Even the date of the election had been chosen with care. November 12 was the day after the fifteenth anniversary of the signing of the armistice that ended the Great War. Hitler, who flew around Germany campaigning for a positive vote, told one audience, “On an eleventh of November the German people formally lost its honor; fifteen years later came a twelfth of November and then the German people restored its honor to itself.” President Hindenburg too lobbied for a positive vote. “Show tomorrow your firm national unity and your solidarity with the government,” he said in a speech on November 11. “Support with me and the Reich Chancellor the principle of equal rights and of peace with honor.”
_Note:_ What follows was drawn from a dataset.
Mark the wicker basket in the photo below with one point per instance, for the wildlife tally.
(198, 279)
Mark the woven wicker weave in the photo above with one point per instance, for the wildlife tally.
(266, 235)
The ballot had two main components. One asked Germans to elect delegates to a newly reconstituted Reichstag but offered only Nazi candidates and thus guaranteed that the resulting body would be a cheering section for Hitler’s decisions. The other, the foreign-policy question, had been composed to ensure maximum support. Every German could find a reason to justify voting yes—if he wanted peace, if he felt the Treaty of Versailles had wronged Germany, if he believed Germany ought to be treated as an equal by other nations, or if he simply wished to express his support for Hitler and his government.
Hitler wanted a resounding endorsement. Throughout Germany, the Nazi Party apparatus took extraordinary measures to get people to vote. One report held that patients confined to hospital beds were transported to polling places on stretchers. Victor Klemperer, the Jewish philologist in Berlin, took note in his diary of the “extravagant propaganda” to win a yes vote. “On every commercial vehicle, post office van, mailman’s bicycle, on every house and shopwindow, on broad banners, which are stretched across the street—quotations from Hitler are everywhere and always ‘Yes’ for peace! It is the most monstrous of hypocrisies.”
Party men and the SA monitored who voted and who did not; laggards got a visit from a squad of Storm Troopers who emphasized the desirability of an immediate trip to the polls. For anyone dense enough to miss the point, there was this item in the Sunday-morning edition of the official Nazi newspaper, Völkischer Beobachter: “In order to bring about clarity it must be repeated again. He who does not attach himself to us today, he who does not vote and vote ‘yes’ today, shows that he is, if not our bloody enemy, at least a product of destruction and that he is no more to be helped.”